Category to integer mapping: bikeshedding session
After merging #52, we should provide a tool that constructs a mapping from the levels of a PooledDataArray to the integers. This function should make clear that the mapping is ad hoc and not related to the underlying representation of the data.
Should we call it levelsmap?
I believe this is a very basic device that is useful out of this package. For example, it may also be useful in constructing contingency tables (see https://github.com/JuliaStats/Stats.jl/issues/32).
What about we implement this in Stats.jl and thus provide such support to other packages that may also want it?
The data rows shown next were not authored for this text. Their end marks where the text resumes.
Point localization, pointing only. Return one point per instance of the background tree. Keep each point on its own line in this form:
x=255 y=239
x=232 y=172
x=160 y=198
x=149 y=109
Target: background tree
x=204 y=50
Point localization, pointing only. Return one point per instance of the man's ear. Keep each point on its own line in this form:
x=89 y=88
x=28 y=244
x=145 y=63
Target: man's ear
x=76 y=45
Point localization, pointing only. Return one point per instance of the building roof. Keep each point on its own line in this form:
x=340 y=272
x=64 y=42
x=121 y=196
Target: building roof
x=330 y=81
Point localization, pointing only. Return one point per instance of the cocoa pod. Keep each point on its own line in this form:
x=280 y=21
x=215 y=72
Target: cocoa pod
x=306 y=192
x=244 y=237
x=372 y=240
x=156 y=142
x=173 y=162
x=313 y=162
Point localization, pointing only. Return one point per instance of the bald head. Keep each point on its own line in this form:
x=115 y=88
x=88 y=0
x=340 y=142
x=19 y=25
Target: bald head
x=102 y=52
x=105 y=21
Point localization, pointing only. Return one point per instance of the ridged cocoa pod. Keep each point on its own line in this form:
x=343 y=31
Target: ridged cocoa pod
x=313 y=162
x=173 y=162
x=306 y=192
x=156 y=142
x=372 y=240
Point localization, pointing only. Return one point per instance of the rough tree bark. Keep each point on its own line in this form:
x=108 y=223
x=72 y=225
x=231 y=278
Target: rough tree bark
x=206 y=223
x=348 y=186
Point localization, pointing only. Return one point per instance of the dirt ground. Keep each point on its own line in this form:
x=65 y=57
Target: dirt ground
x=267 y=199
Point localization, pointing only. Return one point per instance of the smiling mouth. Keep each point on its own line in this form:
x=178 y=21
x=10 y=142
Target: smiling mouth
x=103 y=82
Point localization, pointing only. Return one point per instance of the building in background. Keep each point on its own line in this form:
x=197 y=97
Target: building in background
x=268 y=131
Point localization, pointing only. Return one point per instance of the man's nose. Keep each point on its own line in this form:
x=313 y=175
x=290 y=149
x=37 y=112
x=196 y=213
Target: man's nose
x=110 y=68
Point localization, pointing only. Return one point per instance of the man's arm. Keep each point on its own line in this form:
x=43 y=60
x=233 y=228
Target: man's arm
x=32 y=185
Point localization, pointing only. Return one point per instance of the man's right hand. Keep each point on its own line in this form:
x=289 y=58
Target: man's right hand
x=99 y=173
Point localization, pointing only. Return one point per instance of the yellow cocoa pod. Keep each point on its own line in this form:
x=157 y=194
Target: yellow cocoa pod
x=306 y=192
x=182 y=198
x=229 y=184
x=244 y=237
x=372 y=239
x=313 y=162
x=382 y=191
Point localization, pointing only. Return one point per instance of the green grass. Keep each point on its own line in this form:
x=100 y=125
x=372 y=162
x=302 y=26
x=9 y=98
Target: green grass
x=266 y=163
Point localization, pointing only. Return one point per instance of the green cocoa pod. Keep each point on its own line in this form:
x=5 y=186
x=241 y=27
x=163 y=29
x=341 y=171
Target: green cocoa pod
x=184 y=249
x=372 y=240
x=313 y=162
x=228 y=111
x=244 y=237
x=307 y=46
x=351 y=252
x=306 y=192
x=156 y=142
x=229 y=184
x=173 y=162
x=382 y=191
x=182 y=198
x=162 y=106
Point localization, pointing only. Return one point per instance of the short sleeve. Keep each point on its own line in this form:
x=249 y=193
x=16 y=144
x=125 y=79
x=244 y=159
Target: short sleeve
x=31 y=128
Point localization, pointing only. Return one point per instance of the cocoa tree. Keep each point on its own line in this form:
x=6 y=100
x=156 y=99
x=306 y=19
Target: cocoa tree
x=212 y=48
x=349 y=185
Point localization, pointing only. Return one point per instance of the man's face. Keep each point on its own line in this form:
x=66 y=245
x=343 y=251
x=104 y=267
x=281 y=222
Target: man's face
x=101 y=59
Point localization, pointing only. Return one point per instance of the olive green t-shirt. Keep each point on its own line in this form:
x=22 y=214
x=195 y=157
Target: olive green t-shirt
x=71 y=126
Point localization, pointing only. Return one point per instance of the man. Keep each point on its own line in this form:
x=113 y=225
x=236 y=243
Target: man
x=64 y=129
That works for me. What interface will we be using? Something like `levelsmap(["a", "b", "A", "A"]) -> ["a" => 1, "b" => 2, "A" => 3]?
FWIW, there's already indexmap in Stats.jl. (see https://github.com/JuliaStats/Stats.jl#miscelleneous-functions)
We don't want to use that as our canonical numbering, right? That could produce numbers that are spaced very unevenly.
Oh, yes ... we can then add a levelmap method for this?
That seems right to me. Should I submit a PR to discuss implementation details?
Sure.
Think about it more. Probably, we may want a data structure that maintain cross-reference between levels & indexes.
Something along this line?
immutable LevelMap{T}
levels::Vector{T} # index -> level
indmap::Dict{T, Int} # level -> index
end
with some functions to make doing the translation convenient.
Not sure. For involved indexing operations, it seems like you'd want to maintain all of the indices for each level since that would make it much easier to repeat the levels calculation on subsets of the data.